Hey UK citizens! Thinking about the possibilities of avoiding crypto tax? From a survey we have conducted, we understood that many of them are hiding their cryptocurrency from the HRMC to avoid crypto tax, but honestly, it is not a good idea. Savvy investors use legal tax-saving strategies to save money.
There are several possible and easy ways to avoid crypto tax in the UK. keep on reading the article to know them.
10 ways to Avoid Crypto Taxes in the United Kingdom
Technically, there is no such way to legally avoid taxes, however, some strategies will help you legally reduce your tax bill.
1. Hold your cryptocurrency
This is the easiest way to avoid crypto taxes, you just have to hold cryptocurrency for the long term. There is no tax for holding back the cryptocurrency and for transferring between different wallets that the same person owns.
2. Take advantage of tax-free thresholds
Note: for most taxpayers in the UK, the first £3,000 of capital gains income earned is excluded from tax. If the total income exceeds £100,000, the tax-free threshold drops. Also, if the income goes beyond £125,140, the person associated with this will not be receiving any tax-free allowance.
3. Take profits in a low-income year
The UK is performing a progressive tax system. The income is directly proportional to the tax to be paid. Therefore, most of the investors choose to eject their crypto-assets in years when their income is low. This typically means, the tax burden can be reduced if crypto is sold in a year.
4. Harvest crypto losses
If you are selling the cryptocurrency at a loss, then you will have serious tax benefits.
Tax loss harvesting is a tactic when cryptocurrency losses are used to offset gains from cryptocurrency, stocks, and other assets.
The foremost thing is you should have a clear understanding of your loss to claim it on your return. A few examples of realization of loss include selling crypto, trading it for another cryptocurrency, or using it to make a purchase.
5. Make a crypto donation
If you are donating cryptocurrency to a registered charity and not receiving anything in return, this is considered tax-deductible. During donation, you can write off the fair market value of your crypto. Nevertheless, if the crypto value has increased after receiving it, a capital gain will be recognized.
6. Gift crypto to a significant other
Another method is to gift crypto to a spouse or civil partner since it is considered tax-free in UK. for the entire year, if your partner hasn’t utilized their tax allowance, you can gift your crypto to minimize that tax liability of disposal.

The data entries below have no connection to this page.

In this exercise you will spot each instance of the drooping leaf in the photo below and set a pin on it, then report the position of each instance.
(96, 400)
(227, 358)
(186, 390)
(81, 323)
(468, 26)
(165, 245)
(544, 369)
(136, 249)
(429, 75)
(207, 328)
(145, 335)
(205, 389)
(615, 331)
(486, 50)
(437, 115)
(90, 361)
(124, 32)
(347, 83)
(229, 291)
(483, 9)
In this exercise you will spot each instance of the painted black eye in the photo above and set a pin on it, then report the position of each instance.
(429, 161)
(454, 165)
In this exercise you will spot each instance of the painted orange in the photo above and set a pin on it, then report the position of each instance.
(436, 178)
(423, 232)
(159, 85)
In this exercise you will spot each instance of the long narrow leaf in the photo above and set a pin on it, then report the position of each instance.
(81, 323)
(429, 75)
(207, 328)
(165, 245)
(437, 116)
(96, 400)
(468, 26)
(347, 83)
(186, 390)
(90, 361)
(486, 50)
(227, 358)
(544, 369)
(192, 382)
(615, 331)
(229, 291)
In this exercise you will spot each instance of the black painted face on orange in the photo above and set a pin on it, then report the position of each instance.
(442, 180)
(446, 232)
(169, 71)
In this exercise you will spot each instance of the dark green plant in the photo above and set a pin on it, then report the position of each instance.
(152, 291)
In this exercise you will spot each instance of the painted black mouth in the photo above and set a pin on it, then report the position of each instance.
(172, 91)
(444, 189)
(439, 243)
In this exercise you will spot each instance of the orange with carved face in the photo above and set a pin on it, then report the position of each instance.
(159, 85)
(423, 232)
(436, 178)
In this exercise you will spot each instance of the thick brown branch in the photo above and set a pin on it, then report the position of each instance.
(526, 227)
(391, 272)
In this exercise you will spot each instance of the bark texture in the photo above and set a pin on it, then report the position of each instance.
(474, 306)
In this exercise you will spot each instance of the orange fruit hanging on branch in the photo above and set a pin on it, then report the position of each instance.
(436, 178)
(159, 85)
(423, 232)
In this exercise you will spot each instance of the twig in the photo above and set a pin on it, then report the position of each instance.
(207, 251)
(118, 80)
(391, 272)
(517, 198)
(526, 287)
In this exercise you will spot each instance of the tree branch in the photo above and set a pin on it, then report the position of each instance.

7. Hire a tax professional
This strategy will be helpful if you are a frequent cryptocurrency trader. You can seek help from tax professionals. This might be expensive since you have to hire an accountant, but it is worth the spend.
8. Invest in a SIPP
SIPP stands for Self-Invested Personal Pensions (SIPP). These are introduced to help you boost wealth by reducing the tax burden. For all the contributions made to SIPP, the HRMC pays 20% in tax relief.
During this time, holding back Bitcoin and other cryptocurrencies in a SIPP is not allowed, instead, you can invest in the VanEck Vectors Digital Assets Equity UCITS ETF, which is performing to track the price of companies with significant exposure to crypto and blockchain.
9. Relocate to a low-tax country
This is the hardest method to act. However, in order to save money, some investors choose to relocate to a country where crypton tax rates are lower. If we take Germany as an example, gains on cryptocurrency disposed of after a year or more are completely tax-free. You can also consider countries such as Singapore and the United Arab Emirates.
10. Use crypto tax software
It is important to know that, any mistake on a tax return can be expensive. You can review so many cases to know more about it. If any kind of inaccuracies occur because of the carelessness of the taxpayer, the HRMC will charge a penalty between 0 and 30% of the tax liability. Pay utmost attention while making any transaction across all of your wallets and exchanges; also keep detailed records of them. If you are finding the generation of crypto tax reports and identifying loss-harvesting opportunities strenuous, then you can use crypto tax software. This is very simple, you have to plug in your wallets and exchanges, import your transactions, and the software will do the rest.